ROOF TOP SELF SUFFICIENCY

When he's not teaching Europe from 400 to 1400, writing an article about "Clerical Masculinity in the Middle Ages" for a book or discussing other aspects of the period with his scholarly wife Tanya (who is also writing an article for the same book - on Beguines and Parisians scholars) Dr. Andrew Miller has been working on his rooftop garden in Chicago. And not just any rooftop garden as Miller, a cousin of your editor's wife, explains:
|||| I made my own 'earth boxes' at a fraction of the cost that they rip you off in the gardening stores. All you need are two plastic storage bins, some bricks or PVC pipe, and some strips of towel or other absorbent material. Oh, yeah, and some dirt and water. The whole things works like a candle wick. When you put the soil in the top container you simply weave the 'wicks' through the soil, which then go through holes in the bottom of the top container down into the water reservoir below (each holds about 3 gallons of water so I only need to water once a week.). . . . I began them around Memorial Day and we've been eating fresh salads etc every night. Usually you can't grow tomatoes this close together (at least that's what most gardeners say) but with constant water and sunlight (and pruning) it can be done. . . Next summer I'm going to grow beans, carrots, spinach, etc. . .
I haven't computed the savings but the self-sufficiency factor appeals to me. When the Swine Flu Zombies come we can eat tomato-basil sandwiches and watch the chaos from the roof.||||


6 Comments:
Anybody who grows his own knows that homegrown tomatoes (see Guy Clark) are a whole other thing than storebought tomatoes. Grow your own basil in your kitchen window, bake your own Tassajara bread, make your own basil mayonaise (Ina Garten's recipe at foodnetwork) and it's orgasmic-really. Tomato basil sandwiches are better than burgers.
The only thing I find bothersome is the "watch the chaos from the roof" part. I realise it's probably meant tongue-in-cheek in this case, but the "t'hell wi'you, Jack, I got mine" attitude is the very reason we're all chin deep in that infamous creek.

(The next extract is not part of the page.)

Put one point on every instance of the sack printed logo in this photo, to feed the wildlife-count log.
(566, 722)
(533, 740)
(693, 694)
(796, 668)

When you try to tell people there is no effective swine flu virus and that the bug is an escapee from factory farms the look at you like you're nuts. The ongoing collusion of govt. and drugcos. to mandate a vaccine they haven't even developed smells of sorry ethics and could be something more sinister. I agree the nahnah na nahnah bit is annoying and juvenile.
Beautiful, detailed instructions (pdf warning) available for free here:
http://earthtainer.tomatofest.com/
Self-sufficiency is a myth. It doesn't exist.
That's nonsense. No you can't live on another world, but you don't have to shop everyday for poisonous crap w/ no food value. which is the produce in the supermarkets including Whole Paycheck, I mean Whole Foods.